TAKING NOTES ON THE FLY HELPS LANGUAGE PRE-TRAINING

Abstract

How to make unsupervised language pre-training more efficient and less resourceintensive is an important research direction in NLP. In this paper, we focus on improving the efficiency of language pre-training methods through providing better data utilization. It is well-known that in language data corpus, words follow a heavy-tail distribution. A large proportion of words appear only very few times and the embeddings of rare words are usually poorly optimized. We argue that such embeddings carry inadequate semantic signals, which could make the data utilization inefficient and slow down the pre-training of the entire model. To mitigate this problem, we propose Taking Notes on the Fly (TNF), which takes notes for rare words on the fly during pre-training to help the model understand them when they occur next time. Specifically, TNF maintains a note dictionary and saves a rare word's contextual information in it as notes when the rare word occurs in a sentence. When the same rare word occurs again during training, the note information saved beforehand can be employed to enhance the semantics of the current sentence. By doing so, TNF provides better data utilization since cross-sentence information is employed to cover the inadequate semantics caused by rare words in the sentences. We implement TNF on both BERT and ELECTRA to check its efficiency and effectiveness. Experimental results show that TNF's training time is 60% less than its backbone pre-training models when reaching the same performance.
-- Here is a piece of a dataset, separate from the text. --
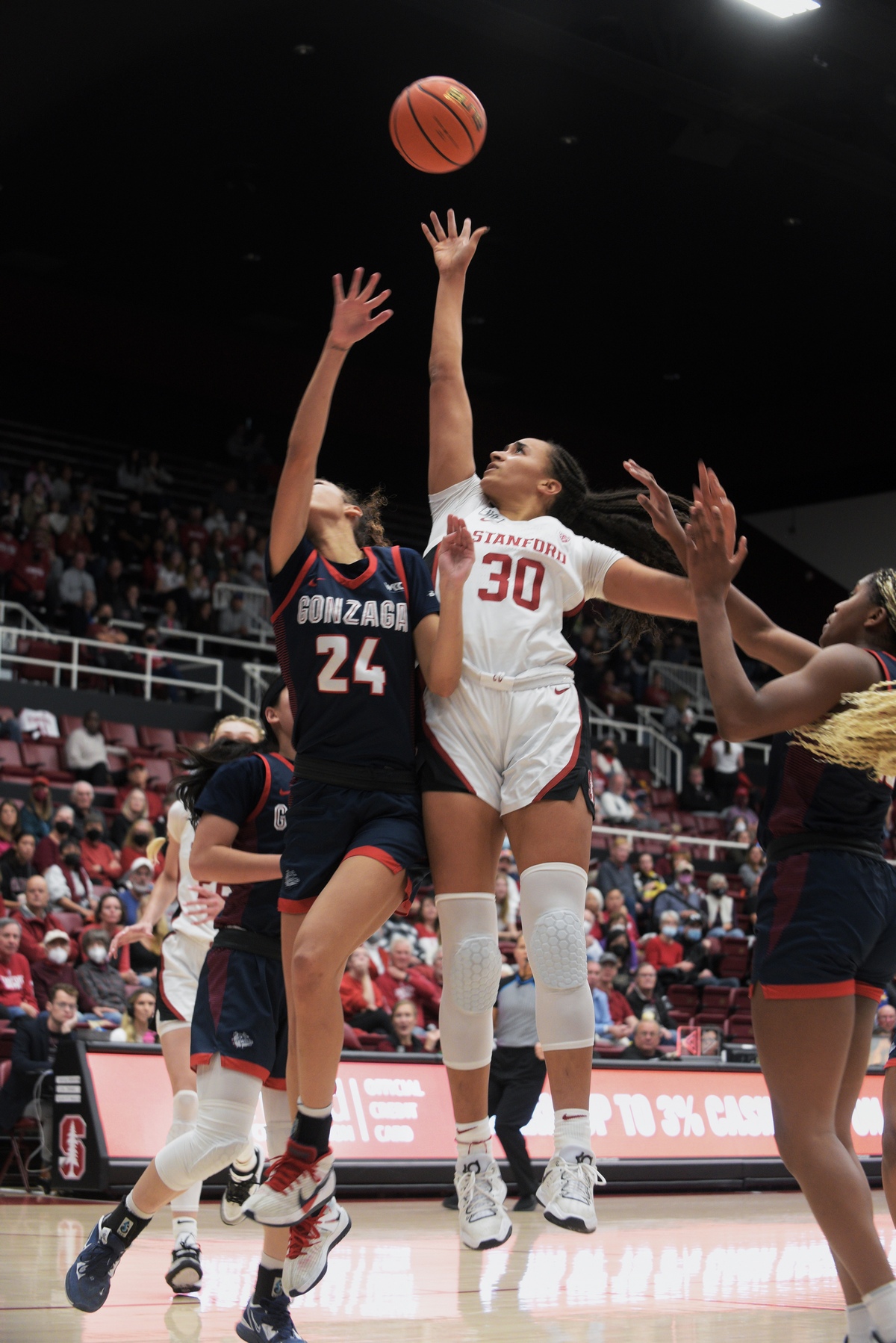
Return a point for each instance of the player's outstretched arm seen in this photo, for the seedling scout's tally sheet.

When trained with the same number of iterations, TNF outperforms its backbone methods on most of downstream tasks and the average GLUE score.

1. INTRODUCTION

Unsupervised language pre-training, e.g., BERT (Devlin et al., 2018) , is shown to be a successful way to improve the performance of various NLP downstream tasks. However, as the pre-training task requires no human labeling effort, a massive scale of training corpus from the Web can be used to train models with billions of parameters (Raffel et al., 2019) , making the pre-training computationally expensive. As an illustration, training a BERT-base model on Wikipedia corpus requires more than five days on 16 NVIDIA Tesla V100 GPUs. Therefore, how to make language pre-training more efficient and less resource-intensive, has become an important research direction in the field (Strubell et al., 2019) . Our work aims at improving the efficiency of language pre-training methods. In particular, we study how to speed up pre-training through better data utilization. It is well-known that in a natural language data corpus, words follow a heavy-tail distribution (Larson, 2010) . A large proportion of words appear only very few times and the embeddings of those (rare) words are usually poorly optimized and noisy (Bahdanau et al., 2017; Gong et al., 2018; Khassanov et al., 2019; Schick & Schütze, 2020) .